Sore hari rasa diri ingin minum kopi, sebenarnya untuk sedikit menahan kantuk yang sudah datang yah walaupun sebenarnya tidak ada efek yang benar-benar meyakinkan karena tau sendirilah ya kalau kandungan kopi saset seperti apa, dimana rasa jagung lebih mendominasi ketimbang kafein itu sendiri. Jangan harap yang murah meriah berasal dari bahan-bahan berkualitas terlebih kualitas nomor wahid.
Oke lah langsungs aja buat kopi 1 saset diseduh dengan air penuh dalam gelas es teh (ala warung) ya tau sendirilah ya kebiasaan kalau aku bikin kopi, yang penting minum kopi itu sudah cukup karena aku sendiri sejatinya bukan penikmat kopi yang baik. Minum kopi hanya untuk sambil lalu ketika ingin dan itupun hanya kopi saset, sejujurnya tidak berani minum kopi murni dengan seduhan yang baik dan benar takut tubuh terutama organ dalam ga bisa terima.
Sebenarnya gelas yang aku gunakan bekas buat teh yang aku minum, untuk mengirit sabun cuci piring makanya memilih menggunakan ulang toh juga aku sendiri yang minum. Tak butuh waktu lama kopi sudah di seduh, tinggal menunggu sedikit panasnya menguap untuk bisa di nikmati. Sambil nunggu sedikit dingin main dengan nduk. Keingat kopi, akhirnya aku ambil-lah kopi di meja belakang dibawa ke depan agar dekat dan bisa main dengan nduk. Tapi alangkah terkejutnya waktu melihat gelas yang ternyata polos.
Ya ternyata gelasnya sudah berubah. Gelas yang biasa aku gunakan ada merk (gelas gratisan dari beli susu) sedangkan sekarang polos. Deeg rasa mulai ga enk. Beneran edian gegara gelas saja bisa bikin pusing sampai galau. Aku coba ingat-ingat lagi gelas yang aku pakai tapi memang beneran ada cap tidak polos karena memang kebiasaan jika gelas yang aku pakai lagi kotor maka akan menggunakan mug kalau ga ya gelas es teh yang ada tulisannya untuk mengukuhkan kepemilikan jadi hampir ga pernah pakai gelas yang lain.
Seketika rasanya ingin buang tu kopi, tapi perasaan ga tega datang. Pamali buang makanan, semuanya harus di syukuri karena itu rejeki. Tapi, untuk meminumnya beneran ga ada selera tenggorokan seketika seperti sudah terportal dengan sempurna. Aku ga tau itu gelas siapa, lalu aku ingat-ingat lagi apakah ada orang bertamu ; ada tapi aku ingat benar jika gelas yang digunakan bukan yang ada pegangannya, apakah gelas bapak sepertinya juga bukan dan tak mungkin juga milik simbok ataupun ade karena mereka ga suka menggunakan gelas kaca lalu gelas siapakah ini secara gelas di meja dalam keadaan terpakai dengan sedikit sisa air teh di dalamnya.

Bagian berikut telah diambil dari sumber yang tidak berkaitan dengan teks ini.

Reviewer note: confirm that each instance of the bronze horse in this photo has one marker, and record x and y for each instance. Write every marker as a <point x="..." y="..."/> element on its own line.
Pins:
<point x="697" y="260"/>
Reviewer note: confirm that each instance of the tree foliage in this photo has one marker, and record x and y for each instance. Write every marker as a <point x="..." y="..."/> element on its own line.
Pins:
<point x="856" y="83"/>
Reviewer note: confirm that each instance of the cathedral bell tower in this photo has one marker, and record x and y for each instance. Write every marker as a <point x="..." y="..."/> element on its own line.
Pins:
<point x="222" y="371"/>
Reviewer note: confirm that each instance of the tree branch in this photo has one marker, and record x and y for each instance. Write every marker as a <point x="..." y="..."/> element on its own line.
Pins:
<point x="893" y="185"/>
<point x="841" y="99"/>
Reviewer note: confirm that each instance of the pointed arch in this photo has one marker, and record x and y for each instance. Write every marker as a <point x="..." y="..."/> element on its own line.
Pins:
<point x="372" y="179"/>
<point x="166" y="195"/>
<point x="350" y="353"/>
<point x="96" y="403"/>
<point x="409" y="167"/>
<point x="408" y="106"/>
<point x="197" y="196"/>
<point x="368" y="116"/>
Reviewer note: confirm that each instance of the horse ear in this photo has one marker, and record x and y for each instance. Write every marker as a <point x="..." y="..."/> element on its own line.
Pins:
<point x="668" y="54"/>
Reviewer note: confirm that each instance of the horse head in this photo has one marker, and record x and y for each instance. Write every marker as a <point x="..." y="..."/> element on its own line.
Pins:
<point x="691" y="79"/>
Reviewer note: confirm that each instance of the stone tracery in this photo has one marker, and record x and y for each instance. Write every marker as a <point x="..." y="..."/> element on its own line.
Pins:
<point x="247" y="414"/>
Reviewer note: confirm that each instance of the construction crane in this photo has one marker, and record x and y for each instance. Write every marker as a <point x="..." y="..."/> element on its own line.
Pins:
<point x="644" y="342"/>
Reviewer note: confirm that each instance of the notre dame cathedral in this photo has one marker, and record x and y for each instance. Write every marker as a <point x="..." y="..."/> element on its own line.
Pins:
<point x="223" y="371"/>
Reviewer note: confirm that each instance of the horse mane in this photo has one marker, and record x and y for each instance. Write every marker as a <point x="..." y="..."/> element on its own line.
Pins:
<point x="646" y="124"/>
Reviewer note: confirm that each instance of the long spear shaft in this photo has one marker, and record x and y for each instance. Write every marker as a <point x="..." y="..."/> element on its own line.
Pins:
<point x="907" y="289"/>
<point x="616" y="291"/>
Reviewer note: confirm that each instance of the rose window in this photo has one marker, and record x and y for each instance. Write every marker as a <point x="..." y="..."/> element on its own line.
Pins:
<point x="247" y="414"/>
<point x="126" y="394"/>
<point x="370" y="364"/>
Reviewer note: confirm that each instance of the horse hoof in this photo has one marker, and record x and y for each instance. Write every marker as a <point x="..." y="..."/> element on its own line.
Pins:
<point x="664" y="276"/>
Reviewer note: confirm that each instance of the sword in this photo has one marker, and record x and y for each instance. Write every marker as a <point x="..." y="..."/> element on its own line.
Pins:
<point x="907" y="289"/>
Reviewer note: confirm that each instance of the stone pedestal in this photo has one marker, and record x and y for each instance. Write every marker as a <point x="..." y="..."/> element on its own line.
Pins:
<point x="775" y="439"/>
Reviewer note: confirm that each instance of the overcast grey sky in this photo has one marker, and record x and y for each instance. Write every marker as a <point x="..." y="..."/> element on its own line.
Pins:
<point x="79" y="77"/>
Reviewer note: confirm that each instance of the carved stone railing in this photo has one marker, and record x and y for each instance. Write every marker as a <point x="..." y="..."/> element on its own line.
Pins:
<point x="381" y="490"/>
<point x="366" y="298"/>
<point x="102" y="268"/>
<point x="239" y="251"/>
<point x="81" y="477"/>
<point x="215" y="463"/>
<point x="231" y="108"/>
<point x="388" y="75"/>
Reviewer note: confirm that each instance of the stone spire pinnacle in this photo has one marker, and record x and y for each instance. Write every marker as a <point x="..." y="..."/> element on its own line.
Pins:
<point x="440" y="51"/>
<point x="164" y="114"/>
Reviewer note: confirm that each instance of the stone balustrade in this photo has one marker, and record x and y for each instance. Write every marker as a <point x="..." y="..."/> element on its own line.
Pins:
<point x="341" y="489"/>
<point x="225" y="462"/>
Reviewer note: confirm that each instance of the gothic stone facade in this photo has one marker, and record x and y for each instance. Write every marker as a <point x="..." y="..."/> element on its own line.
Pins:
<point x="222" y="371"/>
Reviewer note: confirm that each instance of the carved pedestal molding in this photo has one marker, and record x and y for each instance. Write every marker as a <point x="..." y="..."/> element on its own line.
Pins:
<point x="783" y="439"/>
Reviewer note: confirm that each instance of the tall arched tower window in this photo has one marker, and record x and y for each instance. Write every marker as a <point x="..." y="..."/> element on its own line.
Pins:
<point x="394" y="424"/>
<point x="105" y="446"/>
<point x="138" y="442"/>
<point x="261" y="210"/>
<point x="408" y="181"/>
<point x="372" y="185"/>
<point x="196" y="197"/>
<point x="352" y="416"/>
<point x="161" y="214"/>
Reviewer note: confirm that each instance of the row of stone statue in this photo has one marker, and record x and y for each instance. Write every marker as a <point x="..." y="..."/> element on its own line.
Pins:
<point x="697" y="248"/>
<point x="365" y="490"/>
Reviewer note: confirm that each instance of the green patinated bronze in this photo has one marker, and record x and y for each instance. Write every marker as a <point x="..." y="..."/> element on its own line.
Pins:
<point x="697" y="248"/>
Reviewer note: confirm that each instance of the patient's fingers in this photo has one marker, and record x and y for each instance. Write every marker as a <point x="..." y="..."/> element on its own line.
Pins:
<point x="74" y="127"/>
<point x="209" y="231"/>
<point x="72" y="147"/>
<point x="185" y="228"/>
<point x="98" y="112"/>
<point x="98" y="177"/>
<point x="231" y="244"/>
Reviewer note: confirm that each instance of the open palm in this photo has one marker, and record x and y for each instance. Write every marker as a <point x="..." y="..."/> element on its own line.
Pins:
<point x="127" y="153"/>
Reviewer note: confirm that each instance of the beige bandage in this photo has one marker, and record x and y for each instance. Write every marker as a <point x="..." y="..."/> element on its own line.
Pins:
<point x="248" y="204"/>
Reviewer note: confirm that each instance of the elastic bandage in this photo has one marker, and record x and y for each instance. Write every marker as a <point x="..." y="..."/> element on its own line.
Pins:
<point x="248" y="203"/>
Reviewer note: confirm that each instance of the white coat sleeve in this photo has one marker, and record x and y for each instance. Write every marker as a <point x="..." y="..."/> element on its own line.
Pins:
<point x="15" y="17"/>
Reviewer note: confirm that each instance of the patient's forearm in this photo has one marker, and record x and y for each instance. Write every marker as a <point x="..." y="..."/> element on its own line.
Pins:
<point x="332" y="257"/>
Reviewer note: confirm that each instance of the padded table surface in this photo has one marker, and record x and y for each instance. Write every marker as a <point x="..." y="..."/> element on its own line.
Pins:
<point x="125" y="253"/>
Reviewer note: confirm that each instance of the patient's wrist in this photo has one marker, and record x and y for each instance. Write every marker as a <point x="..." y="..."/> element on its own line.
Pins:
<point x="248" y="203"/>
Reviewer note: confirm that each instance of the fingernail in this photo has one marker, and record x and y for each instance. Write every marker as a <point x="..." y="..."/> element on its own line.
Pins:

Sempat icip sedikit seper sekian detik tersadar jika ada keanehan di gelasnya seketika itu kopi yang sudah masuk berubah menjadi bongkahan batu yang sulit untuk di telan. Sumpah rasanya langsung ingin membuangnya. Tapi sayang (mungkin efek pelit) saat meminumnya seteguk kopi berasa nyangkut-nyangkut di tenggorokan. Seperti menelan kerikil, ada rasa jijik. Iiih beneran ga tega meminumnya.
Tapi jika dibuang juga pasti ada penyesalan karena sudah menyia-nyiakan makanan. Lantas sebagai alternatif aku gantilah gelas dengan menuangkan kopi ke gelas baru dan jadilah seperti sekarang. Tapi tetap saja perasaan aneh itu datang, di sisi lain ingin minum tapi di sisi lainnya ada perasaan jijik padahal sudah mengalihkan pikiran, berpikir yang baik-baik tapi tetap saja ga ngefek. Gila... gila.... gilaaa.....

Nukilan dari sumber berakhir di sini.